Я поднимаю взгляд и вижу его, улыбающегося и весёлого, он был как никогда рад тому, что я допустила очередной материнский промах – забыла убрать из коридора ведро после мытья полов.

Мне стало очень обидно, и казалось, что по щекам бегут не слёзы, а мутная жижа из этого самого перевёрнутого ведра.

Я так сильно стараюсь быть хорошей и любящей мамой, а он не ценит, он не слышит меня, он смеётся, издевается надо мной, ведь я уже неделю каждый день говорю ему: «Не трогай грязную воду, стоп. Это плохо», – но Он не слышит, не слышит, НЕ ХОЧЕТ СЛЫШАТЬ!

И вот я стою посреди комнаты в центре этой мерзкой лужи, в которой плавает кубик синего цвета, карандаш, свисток, и мне кажется, будто это не лужа, а олицетворение моего материнства: когда я представляла его морем синим, а оно оказалось хуже, чем вода после мытья полов.

Пашуня идет неуклюже навстречу мне, хлюпая по этой воде, идёт, чуть шатаясь, и смеётся. Ему весело, мое материнство из необъятного синего моря превратилось в грязную лужу, а ему весело.

И всё – терпение лопнуло – я опускаюсь вниз и начинаю кричать на него, прямо глядя в глаза:

– Ты что не понимаешь? Не понимаешь, что так делать не надо? Я тебе говорю об этом много раз… Зачем ты смеешься в ответ? Ты хочешь, чтобы я была жёсткой? Чтобы порола тебя? Ставила в угол? Да?

А сын радостно смеётся в ответ, ему весело, и тогда я хватаю его, опускаю на пол и начинаю вытирать, вытирать, вытирать им эту разлитую из ведра грязную воду.

– Не хочу! Не хочу такой жизни, – ору я, лужа на полу на глазах становится меньше, из глаз моих начинают литься слёзы, а не мутная жижа, я смотрю, как грязная вода пропитывает бежевую майку и синие шорты сына, как его волосы становятся мокрыми, и мне хорошо, я тру им пол, как половой тряпкой, пытаясь стереть все обиды, которые он нанёс мне за этот год, я тру, приговаривая:

– Такая!? Такая мать тебе нужна? Нравится? Нравится тебе? – сын начинает плакать, а я не останавливаюсь, теперь моя очередь веселиться, я тру им пол, сын плачет ещё громче, так громко, как никогда, я поднимаю голову и вижу стоящего в коридоре папу, в его руках сети, удочки, банка с червями.
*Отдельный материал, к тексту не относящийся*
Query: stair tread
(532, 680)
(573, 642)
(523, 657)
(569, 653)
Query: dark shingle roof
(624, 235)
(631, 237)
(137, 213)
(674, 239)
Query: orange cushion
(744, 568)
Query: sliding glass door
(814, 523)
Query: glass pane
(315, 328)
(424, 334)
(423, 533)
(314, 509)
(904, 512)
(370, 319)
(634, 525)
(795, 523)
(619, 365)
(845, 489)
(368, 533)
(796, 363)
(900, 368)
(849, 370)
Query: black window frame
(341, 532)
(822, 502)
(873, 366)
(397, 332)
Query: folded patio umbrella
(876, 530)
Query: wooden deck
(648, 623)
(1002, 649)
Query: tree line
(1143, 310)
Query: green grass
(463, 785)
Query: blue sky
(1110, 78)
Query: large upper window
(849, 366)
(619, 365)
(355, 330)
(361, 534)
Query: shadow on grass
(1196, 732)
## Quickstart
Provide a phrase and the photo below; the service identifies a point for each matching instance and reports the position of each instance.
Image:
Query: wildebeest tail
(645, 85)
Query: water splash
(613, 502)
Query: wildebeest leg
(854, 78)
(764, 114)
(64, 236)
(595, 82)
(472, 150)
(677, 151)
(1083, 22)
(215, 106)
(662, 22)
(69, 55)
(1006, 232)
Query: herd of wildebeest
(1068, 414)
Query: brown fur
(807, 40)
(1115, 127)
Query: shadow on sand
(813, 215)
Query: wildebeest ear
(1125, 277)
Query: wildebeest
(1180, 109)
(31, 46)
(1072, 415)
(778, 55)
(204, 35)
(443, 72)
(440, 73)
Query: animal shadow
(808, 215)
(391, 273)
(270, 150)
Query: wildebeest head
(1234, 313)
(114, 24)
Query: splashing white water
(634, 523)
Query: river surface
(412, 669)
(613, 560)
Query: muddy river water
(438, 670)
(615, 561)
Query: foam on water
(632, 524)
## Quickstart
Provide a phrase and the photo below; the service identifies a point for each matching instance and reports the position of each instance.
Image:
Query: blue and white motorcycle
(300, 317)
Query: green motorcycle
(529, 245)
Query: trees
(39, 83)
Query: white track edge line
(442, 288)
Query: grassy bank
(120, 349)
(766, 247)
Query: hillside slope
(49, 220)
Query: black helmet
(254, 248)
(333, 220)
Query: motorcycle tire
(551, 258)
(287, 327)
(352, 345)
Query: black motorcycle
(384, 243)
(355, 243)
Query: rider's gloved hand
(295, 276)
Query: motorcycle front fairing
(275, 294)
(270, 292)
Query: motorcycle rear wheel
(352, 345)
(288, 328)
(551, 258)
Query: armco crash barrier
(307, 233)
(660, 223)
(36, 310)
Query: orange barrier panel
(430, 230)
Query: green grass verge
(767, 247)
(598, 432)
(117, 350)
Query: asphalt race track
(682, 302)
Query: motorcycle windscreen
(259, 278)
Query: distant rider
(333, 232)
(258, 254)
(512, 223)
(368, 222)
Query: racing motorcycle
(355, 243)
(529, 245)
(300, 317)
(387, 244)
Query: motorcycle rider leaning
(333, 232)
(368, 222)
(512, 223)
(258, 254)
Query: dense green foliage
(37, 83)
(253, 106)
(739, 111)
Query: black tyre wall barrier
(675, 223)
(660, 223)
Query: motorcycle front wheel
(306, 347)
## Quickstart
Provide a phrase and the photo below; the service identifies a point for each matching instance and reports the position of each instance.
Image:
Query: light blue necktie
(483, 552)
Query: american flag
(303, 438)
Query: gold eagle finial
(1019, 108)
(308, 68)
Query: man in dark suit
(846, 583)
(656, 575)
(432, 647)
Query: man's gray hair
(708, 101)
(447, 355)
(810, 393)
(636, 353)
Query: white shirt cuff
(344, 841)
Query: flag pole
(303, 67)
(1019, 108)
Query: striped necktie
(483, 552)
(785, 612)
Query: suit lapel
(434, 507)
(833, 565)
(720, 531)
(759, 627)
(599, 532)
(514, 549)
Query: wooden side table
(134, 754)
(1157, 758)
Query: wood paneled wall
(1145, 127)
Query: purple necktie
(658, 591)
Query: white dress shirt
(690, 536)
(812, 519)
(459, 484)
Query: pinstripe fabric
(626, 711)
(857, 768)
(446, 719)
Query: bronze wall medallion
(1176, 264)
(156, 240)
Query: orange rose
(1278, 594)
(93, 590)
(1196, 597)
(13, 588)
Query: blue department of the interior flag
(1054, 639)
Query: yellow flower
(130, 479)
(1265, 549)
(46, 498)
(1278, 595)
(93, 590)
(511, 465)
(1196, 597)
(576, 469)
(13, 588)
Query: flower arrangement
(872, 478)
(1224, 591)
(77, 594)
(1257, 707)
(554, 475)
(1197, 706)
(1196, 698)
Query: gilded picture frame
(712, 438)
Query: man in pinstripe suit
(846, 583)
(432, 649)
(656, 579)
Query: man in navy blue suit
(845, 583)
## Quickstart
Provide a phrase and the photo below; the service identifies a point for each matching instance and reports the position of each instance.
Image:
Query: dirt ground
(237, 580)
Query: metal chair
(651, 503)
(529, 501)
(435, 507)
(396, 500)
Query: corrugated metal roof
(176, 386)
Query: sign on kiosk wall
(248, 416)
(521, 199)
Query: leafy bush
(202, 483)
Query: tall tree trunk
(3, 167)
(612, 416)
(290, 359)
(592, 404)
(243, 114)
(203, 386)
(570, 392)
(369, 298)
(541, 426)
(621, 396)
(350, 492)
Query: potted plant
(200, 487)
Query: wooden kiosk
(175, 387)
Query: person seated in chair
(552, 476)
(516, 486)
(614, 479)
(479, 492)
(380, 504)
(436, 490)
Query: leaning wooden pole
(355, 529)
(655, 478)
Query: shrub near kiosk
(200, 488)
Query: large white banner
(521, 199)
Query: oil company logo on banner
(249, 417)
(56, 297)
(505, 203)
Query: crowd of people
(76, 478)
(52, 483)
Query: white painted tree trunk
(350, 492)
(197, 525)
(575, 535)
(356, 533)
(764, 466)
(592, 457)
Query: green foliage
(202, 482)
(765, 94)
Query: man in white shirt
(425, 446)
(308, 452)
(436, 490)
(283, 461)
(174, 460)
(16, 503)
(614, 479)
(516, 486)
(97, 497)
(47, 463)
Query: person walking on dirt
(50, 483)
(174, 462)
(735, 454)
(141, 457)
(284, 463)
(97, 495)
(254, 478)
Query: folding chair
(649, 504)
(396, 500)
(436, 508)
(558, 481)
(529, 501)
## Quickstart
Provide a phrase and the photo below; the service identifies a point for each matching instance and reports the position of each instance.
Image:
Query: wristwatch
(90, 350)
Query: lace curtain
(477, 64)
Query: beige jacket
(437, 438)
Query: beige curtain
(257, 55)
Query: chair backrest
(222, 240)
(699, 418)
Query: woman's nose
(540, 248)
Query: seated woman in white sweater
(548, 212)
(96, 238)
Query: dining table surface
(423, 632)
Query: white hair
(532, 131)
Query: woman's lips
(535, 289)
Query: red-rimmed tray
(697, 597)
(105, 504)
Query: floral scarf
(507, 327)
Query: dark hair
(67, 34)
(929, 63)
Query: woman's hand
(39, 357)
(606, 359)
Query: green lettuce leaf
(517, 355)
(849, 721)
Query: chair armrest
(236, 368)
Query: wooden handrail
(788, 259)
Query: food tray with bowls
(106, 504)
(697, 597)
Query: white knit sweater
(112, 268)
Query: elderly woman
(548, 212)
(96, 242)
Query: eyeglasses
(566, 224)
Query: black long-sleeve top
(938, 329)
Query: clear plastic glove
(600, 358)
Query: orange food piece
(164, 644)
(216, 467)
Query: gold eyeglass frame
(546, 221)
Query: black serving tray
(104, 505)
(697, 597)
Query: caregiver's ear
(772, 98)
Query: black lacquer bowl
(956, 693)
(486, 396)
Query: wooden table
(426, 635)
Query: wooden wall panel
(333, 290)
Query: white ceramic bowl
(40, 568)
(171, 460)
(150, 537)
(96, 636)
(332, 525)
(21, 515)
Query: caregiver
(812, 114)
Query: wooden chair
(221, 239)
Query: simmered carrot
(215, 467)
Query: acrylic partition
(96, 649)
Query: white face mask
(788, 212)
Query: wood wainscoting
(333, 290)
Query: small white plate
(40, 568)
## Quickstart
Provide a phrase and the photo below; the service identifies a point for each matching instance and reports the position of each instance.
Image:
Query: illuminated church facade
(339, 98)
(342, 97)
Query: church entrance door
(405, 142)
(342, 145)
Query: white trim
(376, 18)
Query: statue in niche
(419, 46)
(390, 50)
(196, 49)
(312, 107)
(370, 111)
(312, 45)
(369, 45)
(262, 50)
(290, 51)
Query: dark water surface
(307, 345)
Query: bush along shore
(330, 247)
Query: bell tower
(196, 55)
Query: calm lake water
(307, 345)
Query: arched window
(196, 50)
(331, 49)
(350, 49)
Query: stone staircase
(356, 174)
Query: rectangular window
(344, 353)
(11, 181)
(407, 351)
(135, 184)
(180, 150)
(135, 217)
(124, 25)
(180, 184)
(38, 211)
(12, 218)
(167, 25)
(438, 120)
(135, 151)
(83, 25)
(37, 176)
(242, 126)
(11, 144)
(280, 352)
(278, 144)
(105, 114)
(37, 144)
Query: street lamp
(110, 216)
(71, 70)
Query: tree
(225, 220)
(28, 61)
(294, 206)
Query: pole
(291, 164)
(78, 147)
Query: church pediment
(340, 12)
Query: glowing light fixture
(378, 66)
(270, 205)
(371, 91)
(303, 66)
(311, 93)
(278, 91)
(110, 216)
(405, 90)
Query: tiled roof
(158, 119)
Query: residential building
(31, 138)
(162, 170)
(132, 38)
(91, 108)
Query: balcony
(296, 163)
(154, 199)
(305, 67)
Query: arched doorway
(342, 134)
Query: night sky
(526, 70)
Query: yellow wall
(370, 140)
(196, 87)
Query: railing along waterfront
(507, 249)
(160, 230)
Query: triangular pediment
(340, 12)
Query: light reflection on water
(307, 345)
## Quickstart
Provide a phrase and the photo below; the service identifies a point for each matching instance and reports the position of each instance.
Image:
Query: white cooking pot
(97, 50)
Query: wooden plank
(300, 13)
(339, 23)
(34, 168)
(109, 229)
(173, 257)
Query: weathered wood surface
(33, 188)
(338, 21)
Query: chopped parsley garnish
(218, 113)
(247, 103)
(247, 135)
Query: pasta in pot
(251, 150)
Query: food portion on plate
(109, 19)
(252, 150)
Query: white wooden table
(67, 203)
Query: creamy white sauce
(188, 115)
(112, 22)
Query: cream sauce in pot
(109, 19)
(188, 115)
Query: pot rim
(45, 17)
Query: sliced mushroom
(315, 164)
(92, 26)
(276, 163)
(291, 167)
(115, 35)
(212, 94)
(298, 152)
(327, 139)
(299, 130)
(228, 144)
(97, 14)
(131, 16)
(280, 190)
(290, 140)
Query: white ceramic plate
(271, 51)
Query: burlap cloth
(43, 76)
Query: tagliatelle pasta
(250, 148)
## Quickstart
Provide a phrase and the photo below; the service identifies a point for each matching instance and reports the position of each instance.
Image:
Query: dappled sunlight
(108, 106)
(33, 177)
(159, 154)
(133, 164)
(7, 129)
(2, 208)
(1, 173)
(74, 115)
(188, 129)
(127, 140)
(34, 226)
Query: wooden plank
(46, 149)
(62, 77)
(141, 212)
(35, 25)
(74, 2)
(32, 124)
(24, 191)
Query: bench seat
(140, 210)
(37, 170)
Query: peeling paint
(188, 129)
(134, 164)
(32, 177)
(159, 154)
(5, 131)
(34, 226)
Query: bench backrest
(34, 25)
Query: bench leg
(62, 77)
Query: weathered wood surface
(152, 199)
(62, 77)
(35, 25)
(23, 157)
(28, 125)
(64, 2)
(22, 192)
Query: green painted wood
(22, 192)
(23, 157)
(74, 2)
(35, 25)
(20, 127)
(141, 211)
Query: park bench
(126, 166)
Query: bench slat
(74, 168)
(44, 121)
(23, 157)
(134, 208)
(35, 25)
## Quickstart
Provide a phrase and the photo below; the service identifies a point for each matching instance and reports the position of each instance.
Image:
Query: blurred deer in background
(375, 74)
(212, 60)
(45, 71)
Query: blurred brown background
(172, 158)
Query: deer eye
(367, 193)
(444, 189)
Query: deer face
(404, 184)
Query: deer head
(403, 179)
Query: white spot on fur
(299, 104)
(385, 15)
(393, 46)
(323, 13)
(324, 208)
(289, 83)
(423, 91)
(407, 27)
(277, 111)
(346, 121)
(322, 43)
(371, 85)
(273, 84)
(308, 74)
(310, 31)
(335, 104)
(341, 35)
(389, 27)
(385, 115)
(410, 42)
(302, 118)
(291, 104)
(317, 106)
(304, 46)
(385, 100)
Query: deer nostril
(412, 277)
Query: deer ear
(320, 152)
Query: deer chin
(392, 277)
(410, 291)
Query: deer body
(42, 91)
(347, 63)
– Дочь, в луже глубоко? Сома смогу поймать на колебалку? – спрашивает он и тычет мне в лицо какой-то металлической хреновиной для рыбалки.

А рядом стоит Катюша, держа руку на животе, и вздыхает поучительно:

– Посмотри, Лен, на цвет ведра, ничего не смущает? – потом она цокает языком и добавляет. – Неделя-то – синяя.

Я начинаю ещё сильнее реветь, я не ждала гостей, не успела прибраться, тут такой беспорядок, опускаю глаза на влажной пол, ревущего в истерике тряпку-сына, вижу, как робко в углу стоит свекровь, и ничего не говоря, снимает с себя синий жакет, встаёт на колени и начинает теперь им пол.

Я открываю глаза, и не могу понять, где я, не могу поверить в происходящее, что это бред или, как гейзер гнева, вырвалась моя усталость, быстро трогаю лицо, слез на нем нет, сердце бешено колотится, рядом, как в ни в чём не бывало, спит Дима, еще темно, значит, это точно был сон.

Я встаю и робкими шагами, чуть шатаясь, иду к кроватке сына, бормоча: «Прости, прости меня, пожалуйста». Шепчу, будто это было на самом деле.